Versieht die Ausländerbehörde eine Betretenserlaubnis mit einschränkenden Regelungen, die die Ausreise des Ausländers nach deren Ablauf sicherstellen sollen, können diese im Regelfall nicht isoliert angefochten werden. Rechtsschutz kann der Ausländer

in diesem Fall nur mit einem Verpflichtungsbegehren erlangen, gerichtet auf die Erteilung einer Betretenserlaubnis ohne die betreffenden einschränkenden Regelungen. (Amtliche Leitsätze)

Schlagwörter: Betretenserlaubnis, vorläufiger Rechtsschutz, Schutz von Ehe und Familie, Schwangerschaft, Ermessen, Auflage, einstweilige Anordnung, Verhältnismäßigkeit, Anhörung
Normen: AufenthG § 11 Abs. 2, VwGO § 123 Abs. 1, VwVfG § 36 Abs. 2 Nr. 4
Auszüge:

[...]

Die Beschwerde der Antragsgegnerin ist nur teilweise erfolgreich.
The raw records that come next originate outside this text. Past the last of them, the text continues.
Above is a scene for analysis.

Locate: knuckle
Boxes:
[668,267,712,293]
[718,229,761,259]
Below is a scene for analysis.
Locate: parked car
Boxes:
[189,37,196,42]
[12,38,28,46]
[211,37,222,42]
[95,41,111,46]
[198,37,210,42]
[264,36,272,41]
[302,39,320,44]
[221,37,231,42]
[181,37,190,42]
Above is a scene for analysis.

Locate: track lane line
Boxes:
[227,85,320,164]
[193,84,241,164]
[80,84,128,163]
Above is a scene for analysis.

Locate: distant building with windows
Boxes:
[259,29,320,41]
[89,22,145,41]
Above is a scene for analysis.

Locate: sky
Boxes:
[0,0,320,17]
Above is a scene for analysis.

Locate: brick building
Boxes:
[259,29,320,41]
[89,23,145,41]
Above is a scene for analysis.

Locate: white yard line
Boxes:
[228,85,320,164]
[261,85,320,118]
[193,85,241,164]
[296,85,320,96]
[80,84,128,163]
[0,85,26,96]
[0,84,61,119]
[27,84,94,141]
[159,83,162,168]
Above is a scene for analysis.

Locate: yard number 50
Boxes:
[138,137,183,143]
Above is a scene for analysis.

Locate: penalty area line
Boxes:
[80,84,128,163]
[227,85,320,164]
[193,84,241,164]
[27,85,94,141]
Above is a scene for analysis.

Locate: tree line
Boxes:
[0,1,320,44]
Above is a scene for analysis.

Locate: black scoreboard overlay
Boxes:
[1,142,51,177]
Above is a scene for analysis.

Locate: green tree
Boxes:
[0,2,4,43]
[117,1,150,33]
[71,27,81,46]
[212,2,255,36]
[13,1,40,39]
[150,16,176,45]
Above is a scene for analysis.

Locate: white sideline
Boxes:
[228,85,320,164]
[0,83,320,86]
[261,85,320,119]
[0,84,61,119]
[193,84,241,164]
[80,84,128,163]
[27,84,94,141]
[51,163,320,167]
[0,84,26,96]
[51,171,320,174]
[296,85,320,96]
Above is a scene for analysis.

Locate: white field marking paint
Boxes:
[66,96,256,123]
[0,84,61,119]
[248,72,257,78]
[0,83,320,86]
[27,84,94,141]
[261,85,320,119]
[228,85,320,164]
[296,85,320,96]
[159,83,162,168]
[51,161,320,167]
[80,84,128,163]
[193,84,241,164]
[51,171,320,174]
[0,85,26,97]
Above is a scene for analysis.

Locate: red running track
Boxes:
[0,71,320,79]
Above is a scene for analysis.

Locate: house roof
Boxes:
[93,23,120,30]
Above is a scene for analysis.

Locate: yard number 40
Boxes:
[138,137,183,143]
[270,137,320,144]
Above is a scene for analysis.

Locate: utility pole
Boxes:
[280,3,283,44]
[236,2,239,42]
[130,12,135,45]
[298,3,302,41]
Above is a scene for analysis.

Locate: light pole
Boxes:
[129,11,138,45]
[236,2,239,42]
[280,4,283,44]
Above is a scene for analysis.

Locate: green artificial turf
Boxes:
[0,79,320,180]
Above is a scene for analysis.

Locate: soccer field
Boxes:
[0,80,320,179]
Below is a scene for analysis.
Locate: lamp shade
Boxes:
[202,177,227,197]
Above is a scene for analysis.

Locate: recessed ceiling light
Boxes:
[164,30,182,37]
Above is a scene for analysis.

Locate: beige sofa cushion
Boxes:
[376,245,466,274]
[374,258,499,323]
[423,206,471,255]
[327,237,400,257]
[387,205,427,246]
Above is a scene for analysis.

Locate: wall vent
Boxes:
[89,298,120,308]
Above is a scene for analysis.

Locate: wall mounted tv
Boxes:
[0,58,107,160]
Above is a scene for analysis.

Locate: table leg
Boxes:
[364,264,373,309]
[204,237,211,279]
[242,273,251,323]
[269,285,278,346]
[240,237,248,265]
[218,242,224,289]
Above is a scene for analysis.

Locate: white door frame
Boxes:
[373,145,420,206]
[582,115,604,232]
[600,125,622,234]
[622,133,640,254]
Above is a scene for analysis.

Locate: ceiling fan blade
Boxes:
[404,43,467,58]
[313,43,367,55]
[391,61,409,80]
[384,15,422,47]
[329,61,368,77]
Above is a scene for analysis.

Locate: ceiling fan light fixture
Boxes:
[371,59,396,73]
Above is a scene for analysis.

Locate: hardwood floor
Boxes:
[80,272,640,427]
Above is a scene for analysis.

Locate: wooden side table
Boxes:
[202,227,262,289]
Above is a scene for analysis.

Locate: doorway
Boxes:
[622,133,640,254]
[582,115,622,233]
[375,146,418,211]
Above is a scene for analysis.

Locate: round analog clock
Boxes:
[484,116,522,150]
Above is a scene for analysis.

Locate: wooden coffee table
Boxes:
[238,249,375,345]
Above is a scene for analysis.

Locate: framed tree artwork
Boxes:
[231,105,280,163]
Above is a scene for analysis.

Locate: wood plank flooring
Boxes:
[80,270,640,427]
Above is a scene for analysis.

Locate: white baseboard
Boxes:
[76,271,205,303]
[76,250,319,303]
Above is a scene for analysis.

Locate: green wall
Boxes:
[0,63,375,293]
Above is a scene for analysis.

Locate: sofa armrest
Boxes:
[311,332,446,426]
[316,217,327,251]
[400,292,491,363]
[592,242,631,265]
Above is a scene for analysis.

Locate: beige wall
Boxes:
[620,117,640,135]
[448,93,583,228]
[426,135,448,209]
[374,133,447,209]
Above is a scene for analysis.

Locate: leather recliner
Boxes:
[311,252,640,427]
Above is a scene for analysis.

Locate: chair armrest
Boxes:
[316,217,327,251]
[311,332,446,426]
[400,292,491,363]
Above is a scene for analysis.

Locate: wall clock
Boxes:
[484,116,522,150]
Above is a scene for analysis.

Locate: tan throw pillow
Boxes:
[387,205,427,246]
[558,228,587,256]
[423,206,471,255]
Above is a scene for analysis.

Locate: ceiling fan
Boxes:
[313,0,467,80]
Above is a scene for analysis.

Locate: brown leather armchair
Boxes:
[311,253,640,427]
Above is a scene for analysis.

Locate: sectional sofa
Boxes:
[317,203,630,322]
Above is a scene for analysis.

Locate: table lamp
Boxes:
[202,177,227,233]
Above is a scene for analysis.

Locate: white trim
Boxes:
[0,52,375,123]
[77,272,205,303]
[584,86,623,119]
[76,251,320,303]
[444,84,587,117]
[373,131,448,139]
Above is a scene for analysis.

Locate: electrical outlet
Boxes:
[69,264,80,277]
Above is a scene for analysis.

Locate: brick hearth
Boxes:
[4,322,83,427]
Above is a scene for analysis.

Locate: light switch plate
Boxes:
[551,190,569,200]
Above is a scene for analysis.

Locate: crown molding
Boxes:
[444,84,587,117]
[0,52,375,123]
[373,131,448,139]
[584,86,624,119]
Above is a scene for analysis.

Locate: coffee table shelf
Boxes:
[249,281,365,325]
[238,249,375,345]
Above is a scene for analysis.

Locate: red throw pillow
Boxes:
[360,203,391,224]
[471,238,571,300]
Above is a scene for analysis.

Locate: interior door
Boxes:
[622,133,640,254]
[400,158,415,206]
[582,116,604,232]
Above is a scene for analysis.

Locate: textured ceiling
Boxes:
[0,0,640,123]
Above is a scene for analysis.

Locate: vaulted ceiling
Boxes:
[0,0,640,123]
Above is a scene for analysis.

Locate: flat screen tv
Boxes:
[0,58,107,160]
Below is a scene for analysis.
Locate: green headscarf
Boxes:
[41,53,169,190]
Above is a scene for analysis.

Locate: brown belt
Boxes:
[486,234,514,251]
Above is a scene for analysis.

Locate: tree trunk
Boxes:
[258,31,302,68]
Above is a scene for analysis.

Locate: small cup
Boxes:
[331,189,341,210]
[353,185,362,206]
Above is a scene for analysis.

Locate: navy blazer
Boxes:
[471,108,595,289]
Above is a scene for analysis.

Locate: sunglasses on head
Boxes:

1. Die Antragsgegnerin wendet sich zu Recht dagegen, dass das Verwaltungsgericht hinsichtlich der in der Betretenserlaubnis vom 28.12.2010 enthaltenen Bestimmungen "Die Einreise und Ausreise hat über den Flughafen Bremen zu erfolgen" und "Herrn G. wird aufgegeben, vor der Einreise in das Bundesgebiet eine Sicherheitsleistung in Höhe von 5.500,00 Euro zugunsten des Stadtamtes Bremen zu hinterlegen", die aufschiebende Wirkung des Widerspruchs des Antragstellers festgestellt hat. Der Antragsgegnerin ist darin zu folgen, dass die genannten Bestimmungen nicht isoliert anfechtbar sind.

Die Antragsgegnerin ist aufgrund einer vom Verwaltungsgericht erlassenen einstweiligen Anordnung verpflichtet, dem Antragsteller mit Rücksicht auf die Risikoschwangerschaft seiner Ehefrau sowie den bevorstehenden Entbindungstermin eine Betretenserlaubnis zu erteilen (Beschlüsse des VG Bremen vom 15.12.2010 - 4 V 1757/10 - und des OVG Bremen vom 20.12.2010 - 1 B 336/10). Sie ist berechtigt, im Rahmen des ihr nach § 11 Abs. 2 AufenthG eingeräumten Ermessens diese Betretenserlaubnis mit Bestimmungen zu versehen, die sicherstellen, dass die Erlaubnis nur zu dem Betretenszweck genutzt wird und der Antragsteller nach Ablauf der Erlaubnis das Bundesgebiet unverzüglich wieder verlässt.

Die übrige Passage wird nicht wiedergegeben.